海外から代金を送金する際、大手金融機関を使えば1件当たり数千円の手数料は当たり前。ビットコインなら手数料はほとんどかからない。実際に支払いに使用した客はまだいないが、来店客とビットコインの話で盛り上がることもあるという。越智さんは「話題になることで着物文化が脚光を浴びてくれれば」と語る。
安くて簡単な決済・送金手段として普及が期待されたビットコインだが、2014年2月に当時世界最大の取引所だったマウントゴックス(東京)が突然サービスを停止し、運営会社が経営破綻した。利用者は預けた資産を引き出せなくなり、安全性に対する疑念が広がった。

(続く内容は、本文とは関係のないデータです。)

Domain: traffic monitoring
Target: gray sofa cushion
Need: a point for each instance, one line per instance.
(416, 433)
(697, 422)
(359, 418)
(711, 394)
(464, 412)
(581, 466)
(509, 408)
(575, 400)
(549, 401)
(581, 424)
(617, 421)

ただその後、経営者が顧客資産を横領したとして逮捕・起訴されたため、業界関係者は「ビットコインそのものへの疑いは晴れた」と胸をなで下ろした。政府も重い腰を上げ、仮想通貨の交換業者を金融庁の監督対象とする法改正が今国会で実現する見通しだ。事件から2年以上がたち、ようやく利用者保護に道筋が付く。
ただ、ビットコインは値動きが激しいため、現状では投機を目的とする市場参加者が多いのが実態だ。国内最大の取引所を運営するビットフライヤー(東京)の加納裕三社長は「参加者が増え相場が落ち着けば、決済手段として使いやすくなる」と期待。「銀行が手掛けていない小口送金の市場を活性化させて、新たな需要を生み出したい」と将来像を描く。